There is indeed an ethical absolute for any situation in which an individual may find himself (or herself), but each of those absolutes exists only for that individual and that time and situation. This individual 'absolutism' is not the same thing as cultural relativism, because cultures can be, and often have been, totally unethical and immoral, even by their own professed standards. That a practice or standard is culturally accepted does not make it ethical. There have been cultures that thought themselves moral that practiced slavery, undertook genocide, committed infanticide, and enforced unequal rights based on gender or sexual orientation.

The principle practical problems with individual moral absolutism are that, first, one cannot implement a workable societal moral code on that basis, and, second, that any individual can claim unethical behaviours to be more moral in a particular situation, which, given human nature, would soon result in endless self-justification for the most unethical and immoral acts. That said, the practical problems do not invalidate absolute individual morality, only its societal application ...

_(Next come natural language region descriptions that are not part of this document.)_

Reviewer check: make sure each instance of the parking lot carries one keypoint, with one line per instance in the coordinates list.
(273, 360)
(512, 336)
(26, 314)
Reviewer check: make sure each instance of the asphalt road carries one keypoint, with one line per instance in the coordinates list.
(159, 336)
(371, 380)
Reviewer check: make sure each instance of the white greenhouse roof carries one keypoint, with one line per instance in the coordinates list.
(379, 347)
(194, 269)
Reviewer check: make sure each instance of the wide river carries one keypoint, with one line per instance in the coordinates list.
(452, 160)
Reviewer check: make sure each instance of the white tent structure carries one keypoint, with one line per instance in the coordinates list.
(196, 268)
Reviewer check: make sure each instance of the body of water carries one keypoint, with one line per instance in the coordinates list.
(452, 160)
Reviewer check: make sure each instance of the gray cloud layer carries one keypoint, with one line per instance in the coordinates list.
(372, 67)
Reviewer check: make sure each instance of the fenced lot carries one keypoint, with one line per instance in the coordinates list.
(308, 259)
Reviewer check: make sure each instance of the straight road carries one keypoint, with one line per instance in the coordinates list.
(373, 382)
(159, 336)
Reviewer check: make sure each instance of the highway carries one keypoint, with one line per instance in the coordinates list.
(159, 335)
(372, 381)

In practice, what is necessary for a society is a secular legal structure that affirms basic ethical principles (e.g. one should not kill, or injure others; one should not steal or deceive, etc.), and that also provides a structured forum, such as courts, in which an accused has an unbiased opportunity to show that, under the circumstances, his behaviour was as moral as the situation allowed. Such a societal structure works, however, as demonstrated by history, only when the majority of individuals in the society are willing to sacrifice potential self-interest for the value of justice, and such societies have seldom existed for long, because most individuals eventually place immediate personal gain above long-term societal preservation.

The faster and more widely this 'gospel of greed' is adopted, the more quickly a society loses any ethical foundation — and the more rapidly it sows the seeds of its own destruction ...

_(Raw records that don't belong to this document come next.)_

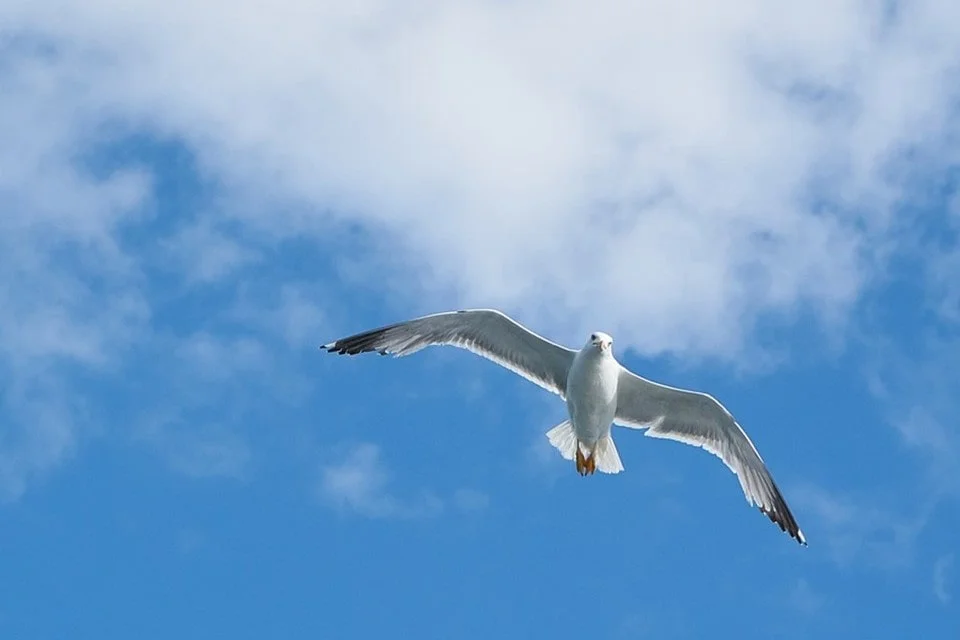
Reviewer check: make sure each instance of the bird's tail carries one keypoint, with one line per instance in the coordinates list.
(563, 438)
(605, 452)
(607, 457)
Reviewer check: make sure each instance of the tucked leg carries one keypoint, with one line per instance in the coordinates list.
(590, 464)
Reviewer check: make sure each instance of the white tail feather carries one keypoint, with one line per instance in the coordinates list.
(563, 438)
(605, 452)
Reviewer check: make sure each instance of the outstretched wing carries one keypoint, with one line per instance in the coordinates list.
(486, 332)
(698, 419)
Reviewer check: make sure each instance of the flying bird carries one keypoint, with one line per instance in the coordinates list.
(598, 391)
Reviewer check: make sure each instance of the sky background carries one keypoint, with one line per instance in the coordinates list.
(758, 201)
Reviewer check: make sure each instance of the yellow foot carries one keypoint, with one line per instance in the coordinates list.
(591, 464)
(586, 465)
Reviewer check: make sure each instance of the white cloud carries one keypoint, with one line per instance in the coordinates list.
(737, 161)
(855, 530)
(667, 171)
(358, 482)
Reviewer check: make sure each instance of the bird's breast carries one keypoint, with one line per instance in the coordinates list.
(592, 394)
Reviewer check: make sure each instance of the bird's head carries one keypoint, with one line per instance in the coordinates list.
(602, 341)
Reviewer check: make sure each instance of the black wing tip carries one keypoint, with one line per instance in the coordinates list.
(357, 344)
(780, 515)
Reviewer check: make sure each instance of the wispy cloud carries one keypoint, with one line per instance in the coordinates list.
(942, 574)
(855, 529)
(478, 149)
(359, 482)
(756, 149)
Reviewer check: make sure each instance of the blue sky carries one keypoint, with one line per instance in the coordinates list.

The Ethos Effect - page:374,376

From the beginning of written human history, there has always been a debate over the ethics of ends and the ethics of means. Can a good and ethical solution result from the use of unethical or immoral means? Does the end justify the means? Virtually all ethicists would agree that, of course, it does not, because, first, actions should be ethical in and of themselves, and, second, because corrupt means almost invariably result in corrupting the ends.

One difficulty with this position has been discussed in some detail, and that is the problem of war. War is evil, yet wars have been fought to combat and correct greater evils. If one accepts the premise of the ethicists, then greater evil will always triumph because the ethical soul will not stoop to an unethical action, even if it precludes a greater evil. The necessary evil of war against a greater evil has become accepted as the necessary compromise, in practical terms, and nation after nation, political system after political system, has gone to extreme lengths to 'prove' that each was only acting to prevent a greater evil when it has gone to war.

This conflict between practice and theory obscures a more fundamental question that both ethicists and politicians have avoided whenever possible; Are there societies and cultures that are so evil that they do not deserve to survive? Certainly, at times in human history, scholars and politicians have judged that certain societies fit that criterion, but almost always comfortably in academic retrospect or in grandiose political statements that lead nowhere except to public office.

Unfortunately, that is all too often where the public discussion ends.

What of the other problem — the case where unethical ends leads to ethical results or where truly ethical means lead to an unethical result? We see few discussions about either possibility, particularly about the idea that ethical and moral people or principles can in fact create unethical ends. Yet how much suffering has been created by truly good men pursuing ends they thought ethical and moral? Is it not possible that such pursuit could lead to true evil?